You can use biology as a pre-med major. It’s certainly not the only one which works, but it will definitely give you a head start on many aspects of medical science, and can help you launch a career as a doctor, dentist, or other healthcare professional.
With a degree in biology, you can teach biology to others. If you get a higher degree, you can qualify to work not only in high schools but also in universities.
Another idea, especially if you enjoy writing and communicating about ideas, is to go into technical writing. This is among the better paid gigs as far as writing is concerned, and a biology degree can open far more doors in this arena than a degree in journalism or communication.
And Also Consider These Careers
Those are really only a few examples of the sectors where you can work if you have a biology degree.
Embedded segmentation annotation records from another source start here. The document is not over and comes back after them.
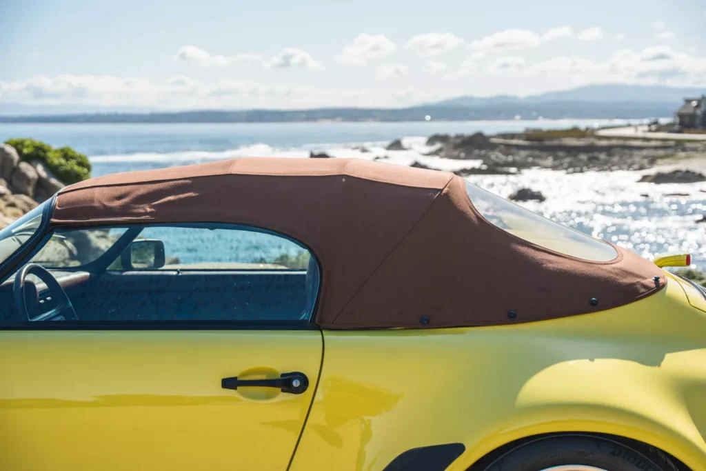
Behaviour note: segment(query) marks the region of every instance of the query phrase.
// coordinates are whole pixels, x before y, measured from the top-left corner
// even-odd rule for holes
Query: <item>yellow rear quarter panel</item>
[[[671,277],[593,314],[326,331],[324,349],[293,471],[382,470],[406,450],[449,443],[466,451],[448,469],[466,470],[515,439],[570,431],[640,440],[706,470],[706,313]]]

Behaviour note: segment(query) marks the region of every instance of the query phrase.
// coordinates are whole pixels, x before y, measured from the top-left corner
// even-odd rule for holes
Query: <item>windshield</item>
[[[40,205],[0,230],[0,264],[4,263],[37,233],[42,225],[42,213],[46,204],[44,203]]]
[[[473,206],[491,224],[536,245],[577,258],[607,262],[618,256],[606,242],[554,222],[466,182]]]

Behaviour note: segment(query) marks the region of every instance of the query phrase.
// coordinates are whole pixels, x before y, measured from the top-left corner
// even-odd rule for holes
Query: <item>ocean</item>
[[[635,121],[637,122],[637,121]],[[508,121],[394,123],[271,123],[198,124],[1,124],[0,140],[31,137],[54,146],[70,145],[88,155],[94,176],[116,172],[244,156],[306,157],[310,151],[336,157],[387,157],[390,163],[419,161],[440,169],[474,167],[474,161],[427,157],[426,138],[434,133],[520,131],[526,128],[626,124],[623,120],[562,119]],[[407,150],[388,151],[402,138]],[[364,146],[368,152],[359,148]],[[541,191],[543,203],[522,205],[566,225],[651,258],[666,251],[687,251],[706,268],[702,243],[706,225],[706,184],[654,185],[638,183],[642,172],[527,170],[514,175],[472,176],[468,180],[502,196],[518,188]],[[670,193],[686,193],[671,196]]]

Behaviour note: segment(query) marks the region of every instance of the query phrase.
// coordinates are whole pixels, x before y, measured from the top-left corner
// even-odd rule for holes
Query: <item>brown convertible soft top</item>
[[[63,189],[52,222],[226,222],[289,235],[321,262],[315,319],[328,328],[552,319],[626,304],[666,282],[621,248],[612,261],[591,262],[510,235],[480,215],[453,174],[359,160],[241,158],[114,174]]]

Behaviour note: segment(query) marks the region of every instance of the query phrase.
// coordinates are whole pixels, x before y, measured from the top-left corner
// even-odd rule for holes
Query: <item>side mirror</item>
[[[157,270],[164,266],[164,243],[155,239],[133,240],[120,255],[123,270]]]

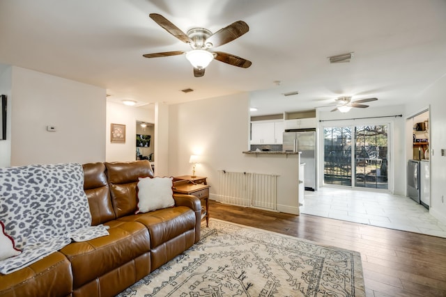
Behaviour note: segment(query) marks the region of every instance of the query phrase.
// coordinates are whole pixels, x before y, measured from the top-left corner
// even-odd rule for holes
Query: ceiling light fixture
[[[128,105],[129,106],[133,106],[137,104],[137,102],[134,100],[123,100],[123,103],[125,105]]]
[[[298,92],[297,90],[293,91],[293,92],[289,92],[289,93],[283,93],[284,96],[291,96],[293,95],[298,95],[298,94],[299,94],[299,92]]]
[[[351,106],[348,105],[341,105],[340,106],[337,106],[337,110],[341,113],[348,113],[351,109]]]
[[[197,69],[203,69],[208,67],[211,61],[214,59],[214,55],[204,49],[192,49],[186,53],[186,58]]]

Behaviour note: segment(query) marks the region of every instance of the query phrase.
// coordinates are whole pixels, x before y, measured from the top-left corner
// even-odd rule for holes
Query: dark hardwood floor
[[[361,253],[367,296],[446,296],[446,239],[209,201],[210,218]]]

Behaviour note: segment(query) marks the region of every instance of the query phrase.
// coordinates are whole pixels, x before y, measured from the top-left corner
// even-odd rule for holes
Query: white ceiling
[[[246,22],[248,33],[217,50],[252,65],[214,61],[195,78],[183,56],[142,57],[190,49],[152,13],[184,32]],[[328,61],[352,51],[349,63]],[[379,98],[370,108],[395,105],[446,73],[446,1],[0,0],[0,63],[98,86],[109,100],[139,105],[246,91],[259,109],[253,115],[312,109],[341,95]],[[187,88],[194,91],[180,92]]]

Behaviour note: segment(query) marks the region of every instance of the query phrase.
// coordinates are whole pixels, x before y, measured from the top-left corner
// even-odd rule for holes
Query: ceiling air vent
[[[295,90],[293,92],[284,93],[284,96],[291,96],[291,95],[298,95],[298,94],[299,94],[299,92],[298,92],[297,90]]]
[[[328,57],[331,64],[338,63],[349,63],[350,60],[353,57],[353,52],[348,54],[343,54],[341,55],[332,56]]]

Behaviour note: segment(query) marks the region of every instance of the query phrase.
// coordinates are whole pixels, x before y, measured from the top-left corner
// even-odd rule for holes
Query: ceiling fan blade
[[[220,29],[206,39],[206,45],[212,44],[217,47],[238,38],[249,31],[249,26],[243,21],[237,21]]]
[[[357,103],[365,103],[365,102],[370,102],[371,101],[376,101],[376,100],[378,100],[378,98],[360,99],[359,100],[355,100],[352,103],[355,104]]]
[[[365,104],[357,104],[355,103],[352,103],[351,104],[349,105],[351,107],[356,107],[356,108],[360,108],[360,109],[365,109],[367,107],[369,107],[368,105],[365,105]]]
[[[185,51],[164,51],[162,53],[146,54],[145,55],[142,55],[142,56],[144,58],[160,58],[182,55],[184,53]]]
[[[241,67],[242,68],[247,68],[252,64],[250,61],[231,54],[224,53],[223,51],[214,51],[214,54],[217,54],[217,56],[214,58],[215,60],[226,64]]]
[[[151,13],[148,15],[157,24],[164,28],[167,32],[176,37],[180,40],[186,43],[192,43],[192,40],[187,35],[183,32],[178,27],[172,24],[169,19],[166,19],[161,15],[157,13]]]
[[[204,75],[204,68],[198,69],[194,67],[194,76],[195,77],[201,77]]]

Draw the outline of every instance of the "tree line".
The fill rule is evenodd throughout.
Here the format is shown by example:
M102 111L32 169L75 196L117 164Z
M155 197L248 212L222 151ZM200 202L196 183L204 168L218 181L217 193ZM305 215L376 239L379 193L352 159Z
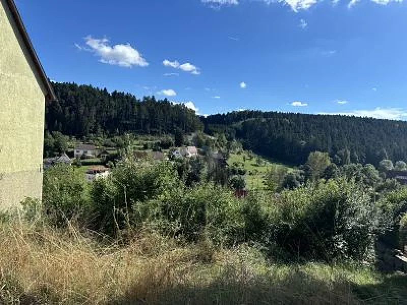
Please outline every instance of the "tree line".
M86 137L133 132L163 135L204 130L238 140L245 149L293 164L328 152L336 164L407 160L407 122L343 115L246 110L198 116L183 104L91 85L52 83L58 100L46 105L46 129Z
M57 100L46 104L46 129L76 137L123 134L161 135L176 129L190 133L202 129L195 111L183 104L154 96L108 92L91 85L52 83Z
M407 160L407 122L260 111L201 117L205 131L223 132L257 154L294 164L310 153L328 152L336 163L371 163Z

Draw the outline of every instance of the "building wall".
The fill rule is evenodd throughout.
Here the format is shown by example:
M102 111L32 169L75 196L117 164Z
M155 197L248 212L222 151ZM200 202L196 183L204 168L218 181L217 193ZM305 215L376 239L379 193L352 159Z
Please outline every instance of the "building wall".
M0 0L0 209L40 199L45 88Z

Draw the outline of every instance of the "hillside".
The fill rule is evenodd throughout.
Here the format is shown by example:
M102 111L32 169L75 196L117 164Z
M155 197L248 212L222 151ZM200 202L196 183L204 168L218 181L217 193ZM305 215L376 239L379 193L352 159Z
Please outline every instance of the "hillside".
M245 148L288 163L304 163L311 151L377 165L407 160L407 122L341 115L245 111L201 117L209 134L224 133ZM347 149L348 152L344 152Z
M134 95L75 83L52 83L58 99L46 105L48 131L82 137L103 132L122 134L172 133L177 127L186 132L201 129L195 112L184 105L154 97Z
M384 159L407 160L407 122L249 110L204 117L166 99L140 100L75 83L52 85L59 100L46 104L50 132L76 137L129 132L160 135L177 130L191 133L205 126L207 134L224 133L228 140L241 141L246 149L294 165L304 163L315 150L336 160L375 165Z

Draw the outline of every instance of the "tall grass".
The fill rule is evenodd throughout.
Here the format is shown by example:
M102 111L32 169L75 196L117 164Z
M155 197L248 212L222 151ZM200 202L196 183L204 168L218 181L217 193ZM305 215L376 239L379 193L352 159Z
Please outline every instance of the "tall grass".
M355 285L378 283L368 271L272 264L247 246L183 245L147 230L124 246L72 226L0 225L0 304L354 304Z

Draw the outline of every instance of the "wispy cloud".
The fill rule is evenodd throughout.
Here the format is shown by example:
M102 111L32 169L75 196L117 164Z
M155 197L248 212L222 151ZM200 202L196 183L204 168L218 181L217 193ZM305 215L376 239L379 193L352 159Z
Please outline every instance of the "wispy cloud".
M354 115L375 118L385 118L393 120L407 119L407 110L398 108L376 107L373 109L362 109L351 110L340 112L319 112L319 114L336 114L341 115Z
M360 1L360 0L351 0L351 2L347 4L347 8L350 10L356 5L356 4L359 1Z
M340 0L332 0L332 5L336 6ZM320 1L318 0L200 0L201 2L208 5L209 7L218 10L222 6L237 6L243 2L262 2L267 5L276 4L282 4L289 7L291 10L298 13L300 11L307 11L317 4ZM385 6L391 2L401 3L403 0L371 0L376 4ZM360 0L351 0L347 4L347 8L352 9Z
M227 37L229 39L231 39L232 40L235 40L235 41L239 41L240 40L240 38L238 38L237 37L234 37L233 36L228 36Z
M338 51L336 50L329 50L328 51L323 51L321 52L321 54L323 56L330 57L334 55Z
M308 105L308 104L307 103L303 103L300 101L293 102L293 103L291 103L291 106L295 107L306 107Z
M141 54L129 43L110 45L107 38L93 38L90 36L85 37L84 40L88 47L77 43L75 46L80 50L94 53L99 57L99 61L103 64L125 68L149 65Z
M171 101L171 102L173 104L181 104L182 105L185 105L186 107L194 110L197 114L200 115L205 115L205 114L202 115L199 114L199 108L198 108L196 106L196 105L195 105L195 103L192 101L189 101L188 102L175 102L174 101Z
M165 95L167 97L174 97L177 95L177 93L172 89L161 90L157 93L158 94Z
M189 72L194 75L200 74L200 69L196 66L189 63L186 63L181 65L178 60L171 62L168 59L163 60L162 64L165 67L170 67L174 69L179 69L186 72Z
M300 25L299 25L300 27L303 29L305 29L308 26L308 23L307 21L302 19L300 20Z

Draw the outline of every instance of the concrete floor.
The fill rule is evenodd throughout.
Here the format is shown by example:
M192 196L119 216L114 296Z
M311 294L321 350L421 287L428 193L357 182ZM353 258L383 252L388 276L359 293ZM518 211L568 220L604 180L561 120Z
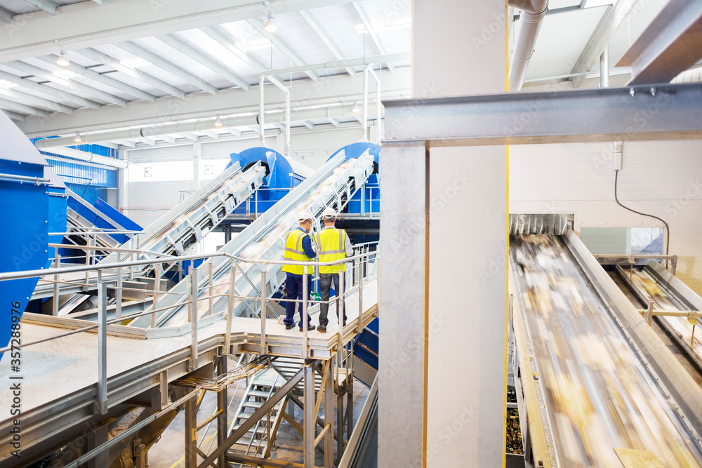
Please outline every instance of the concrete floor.
M236 361L230 360L229 368L232 369L237 365ZM230 387L229 417L230 422L233 419L234 413L239 408L241 397L245 389L245 383L242 380L239 391L235 392L237 385ZM368 389L357 380L354 382L354 424L355 425L358 415L361 413L366 399L368 397ZM203 399L200 410L197 413L197 420L203 421L211 416L217 408L216 395L207 392ZM320 407L319 416L324 417L324 404ZM180 412L166 429L161 439L149 450L149 465L151 468L180 468L185 466L185 434L184 414ZM303 412L295 406L295 419L302 424ZM206 453L211 452L217 442L216 424L213 422L208 429L203 428L197 434L198 441L203 441L200 449ZM303 462L303 437L286 421L280 423L278 434L276 437L275 446L272 451L271 459L281 460L298 463ZM324 444L320 443L323 447ZM336 448L336 444L335 444ZM317 466L324 465L324 455L321 451L317 451Z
You’ll also find plenty of opportunities in industry and management. There are also a number of assorted miscellaneous jobs where a biology degree can be helpful. Jobs involving ecology or park administration for example may require a degree in the sciences, and biology would be an ideal fit.
Any science degree will confer certain advantages that a BA will not. Majoring in a technical field gives you a chance to master technical expertise you would otherwise be unlikely to learn, and to demonstrate to potential employers that you have cutting edge knowledge in a scientific field. Biology is a very useful science with applications in healthcare, ecology, industry, and other business sectors.
Talk to your advisor in the biology department to learn more possible opportunities; when you tell your advisor what interests you, he or she can give you more specific suggestions. Also look into internships when you are in your junior or senior year. You may well be able to get experience working in state of the art research labs and other exciting environments before you even graduate, which could pave the way to netting a great job after university.